I was wondering if it is possible to write an equation for the magnitude of the magnetic field $\vec{B}$ required to compress the spring?

Suppose we want to compress the coil for a specific distance d. All we know is $k$ (or the stiffness of the spring).The red area in the diagram is the electromagnet that can produce a reasonably uniform field of any strength we choose.

P.S. I haven't tried this before experimentally, so I'm not sure if this arrangement actually works but I think if a permanent magnet is attached to the other side of the spring, the electromagnet would compress the spring much more easily. Here is the diagram:

I'm curious how we can determine the amount of $\vec{B}$ needed to compress the spring.

Staff: Mentor

What compresses the spring in graph 2? Is the spring itself ferromagnetic?

In which amount? For a ferromagnetic spring (or the case of a permanent magnet in the correct orientation) I would always expect some compression. Calculating this might be tricky, and it could even have more than one stable point.

In any way, k alone does not help.

3. nasu

If the field is uniform, why would the spring compress? Is there a current going trough it?
Otherwise, you need a non-uniform field. The magnetic force depends on the actual configuration of the field (its gradient). So another parameter to consider.

4. roam

996
Yes you are right. What I really meant was that the red magnet in my diagram is an electromagnet. So you can obtain any magnitude of magnetic field you want by adjusting the number of turns per unit length and current in its solenoid since:

$B= \mu_0 \frac{N}{l} I$​

So, how do we relate the gradient of the field that you've mentioned to the spring?

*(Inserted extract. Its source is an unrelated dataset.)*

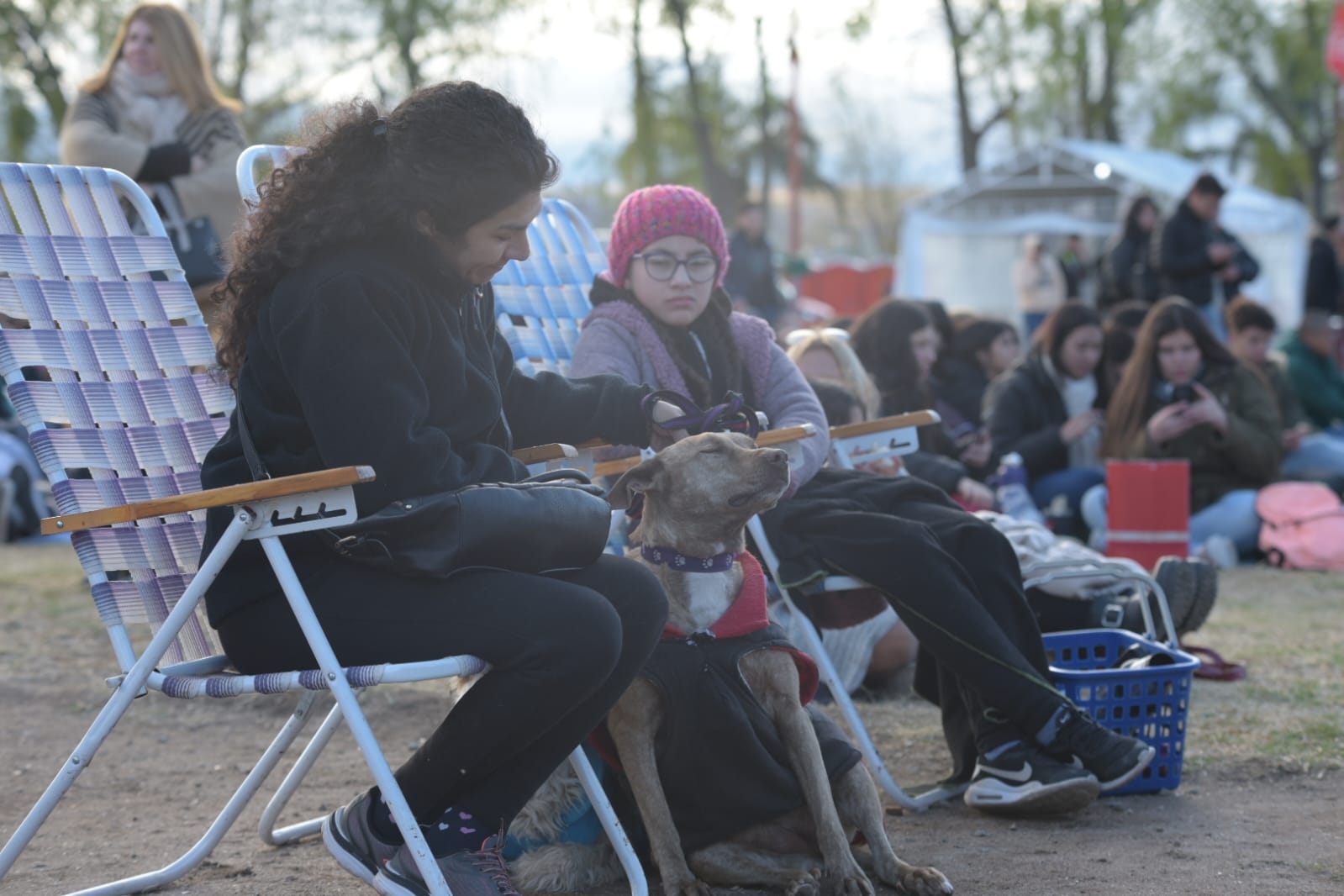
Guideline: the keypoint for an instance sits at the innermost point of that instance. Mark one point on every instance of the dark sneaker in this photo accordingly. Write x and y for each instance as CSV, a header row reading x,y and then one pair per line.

The spring itself is made of iron so it's ferromagnetic. My question is, how much $\vec{B}$ is sufficient to overcome the stiffness of the spring and compress it for a distance $d$? What are the concepts/equations involved? If $k$ alone doesn't help then what other parameters do we need?

Last edited: Jun 28, 2012

Staff: Mentor

If you know the field gradient everywhere, it should be possible to evaluate the force on the individual parts of the spring - if you know how the spring looks like (will depend on its mass probably its geometry). If you have that, you can approximate your spring as system of a lot small springs with forces in between and maybe take the limit for infinitely small spring elements. In equilibrium positions, the summed forces at every position are 0.

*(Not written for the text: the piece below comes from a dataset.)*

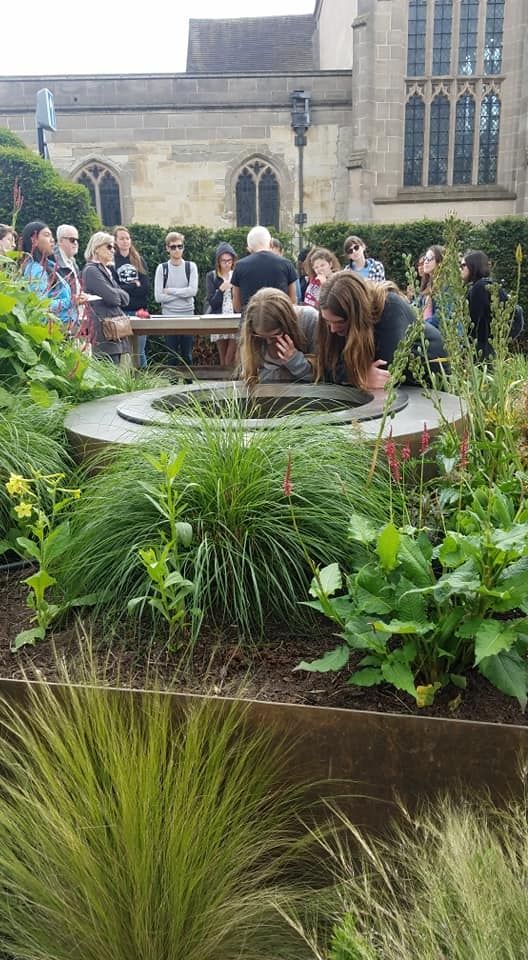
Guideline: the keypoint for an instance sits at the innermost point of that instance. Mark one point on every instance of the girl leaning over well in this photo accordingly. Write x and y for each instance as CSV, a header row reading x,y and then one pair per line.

As you can imagine, the general situation is quite tricky. It might be possible to find some effective approximations, but I would really try to test this experimentally first.

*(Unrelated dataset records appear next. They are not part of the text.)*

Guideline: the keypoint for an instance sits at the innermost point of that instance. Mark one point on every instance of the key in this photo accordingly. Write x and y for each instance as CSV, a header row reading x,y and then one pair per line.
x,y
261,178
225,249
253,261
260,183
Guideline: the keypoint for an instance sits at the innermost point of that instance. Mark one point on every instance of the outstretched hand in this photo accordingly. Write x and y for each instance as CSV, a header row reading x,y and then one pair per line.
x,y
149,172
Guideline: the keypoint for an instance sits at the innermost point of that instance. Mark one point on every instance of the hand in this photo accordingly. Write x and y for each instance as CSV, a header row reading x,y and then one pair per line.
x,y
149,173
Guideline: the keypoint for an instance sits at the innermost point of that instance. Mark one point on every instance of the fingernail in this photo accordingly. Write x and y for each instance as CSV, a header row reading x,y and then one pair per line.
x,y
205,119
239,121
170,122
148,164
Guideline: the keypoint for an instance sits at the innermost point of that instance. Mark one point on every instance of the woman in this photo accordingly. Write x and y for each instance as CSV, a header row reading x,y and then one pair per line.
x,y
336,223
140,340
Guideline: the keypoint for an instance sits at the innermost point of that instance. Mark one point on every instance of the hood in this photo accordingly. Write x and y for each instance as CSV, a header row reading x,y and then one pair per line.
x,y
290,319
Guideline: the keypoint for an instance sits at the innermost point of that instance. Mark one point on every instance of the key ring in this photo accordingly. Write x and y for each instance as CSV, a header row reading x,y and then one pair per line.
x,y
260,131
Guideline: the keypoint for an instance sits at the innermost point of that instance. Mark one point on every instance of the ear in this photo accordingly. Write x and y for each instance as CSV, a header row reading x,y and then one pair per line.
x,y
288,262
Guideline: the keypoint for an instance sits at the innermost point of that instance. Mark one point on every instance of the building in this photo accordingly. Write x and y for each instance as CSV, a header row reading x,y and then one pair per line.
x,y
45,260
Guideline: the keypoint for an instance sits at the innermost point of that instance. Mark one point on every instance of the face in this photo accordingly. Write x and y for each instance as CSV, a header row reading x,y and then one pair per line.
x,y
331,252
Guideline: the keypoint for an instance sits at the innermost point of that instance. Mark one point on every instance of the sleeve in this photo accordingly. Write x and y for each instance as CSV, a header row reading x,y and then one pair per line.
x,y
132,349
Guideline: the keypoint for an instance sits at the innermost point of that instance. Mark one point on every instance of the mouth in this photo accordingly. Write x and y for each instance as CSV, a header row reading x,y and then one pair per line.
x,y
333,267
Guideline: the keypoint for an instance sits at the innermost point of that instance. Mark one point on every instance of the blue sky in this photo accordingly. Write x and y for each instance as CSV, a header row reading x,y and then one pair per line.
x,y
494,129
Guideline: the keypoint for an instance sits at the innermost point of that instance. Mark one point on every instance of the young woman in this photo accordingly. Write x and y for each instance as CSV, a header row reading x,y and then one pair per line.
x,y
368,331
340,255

The permament magnet at the other side simplifies the situation, if you can neglect the magnetic forces inside the spring. In this case, you have a single, position-dependent force F(x) (given by the field gradient and your magnet), and the restoring force -kx of the spring. Solving F(x)-kx=0 will give you equilibrium positions.

6. roam

996
In order to compress the spring, the force applied to the spring due to the magnetic field must overcome the spring's restoring force. We know what the restoring force would equal to. But what is the equation describing the magnitude of the force $F$ on the the spring due to $\vec{B}$?

Staff: Mentor

This depends on your geometry, the field gradient and your attached mass and its own magnetic field. The product of magnetic field and field gradient, integrated over the volume of the mass, should give a good approximation.

Staff: Mentor

Oh, it will work. Why not investigate it by constructing a few? You might find that a spiral spring lends better lends itself to your experiment. I leave you to determine whether spiralling out, or spiralling in, with distance is the way to go. Good luck with the investigtion! Leave the maths for later, first come to grips with the practical.